The sound picked up might be “natural,” “boomy,” “thin,” “colored” and any other number of descriptive terms that are applied to a sonic signature.
It’s usually most desirable to attain “natural” sound. But what does that mean?
I define it as the tonal balance heard with our ears in front of a musical instrument, a few feet away. Some synonyms might be “accurate,” “realistic,” and “high fidelity.”
When listening through a system, if the reproduced instrument has a natural tonal balance, it should sound like the unamplified instrument, only louder.
Of course, we may not want to hear a natural tone, but rather, improve the tone of a tinny-sounding instrument, or tweak its EQ to prevent masking other instruments.
I’ve been doing quite a bit of work of late in evaluating miniature microphones placed on acoustic instruments and how they can affect the sonic signature.

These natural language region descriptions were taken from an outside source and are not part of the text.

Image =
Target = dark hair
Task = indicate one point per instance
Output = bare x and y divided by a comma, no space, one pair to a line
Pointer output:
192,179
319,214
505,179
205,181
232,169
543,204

Let’s take a look at what I’ve found, using an acoustic guitar as the example.
To attain a natural sound, we might instinctively choose a mic with a wide, flat frequency response. When placed a few feet from an instrument, it can reproduce the true timbre of the instrument – the fundamental frequencies and harmonics, as well as how loud they are relative to each other.
As we’ll see, though, a flat-response mic may not provide a natural tone when it’s clipped to the surface of an instrument.
Most musical instruments are designed to sound best at a distance, at least one foot away. The sound needs some space to develop, so a mic placed a foot or two away tends to pick up a well-balanced, natural sound. That is, it picks up a blend of all the parts of the instrument that contribute to its character or timbre.
Think of a musical instrument as a loudspeaker with a woofer, midrange, and tweeter. If you place a mic a few feet away from a loudspeaker, it will pick up the sound accurately. But place the mic close to the woofer and the sound will have too much bass.
Placing a mic on an instrument does much the same thing – it emphasizes the part of the instrument that the mic is closest to. The tone quality picked up very close may not reflect the tone quality of the entire instrument.
Suppose you place a mic next to the sound hole of an acoustic guitar, which resonates around 80 to 100 Hz. The mic picks up this bassy resonance, giving a boomy timbre. To make the guitar sound more natural, you would roll off the excess bass via the system’s mixer, or use a mic with a bass roll-off in its frequency response.
Usually, a natural sound can be attained by placing a mic as far from the source as the source is big. That way, the mic picks up all the sound-radiating parts of the instrument about equally. If the body of an acoustic guitar is 18 inches long, place the mic 18 inches away. If this sounds too distant or hollow, move in a little closer.
In some live sound situations, however, mic’ing at that distance can cause feedback because it’s gain must be boosted a significant amount, and the mic may also pick other sources on stage, muddying the sound. That’s when we turn to miniature clip-on mics mounted directly on the surface of the instrument.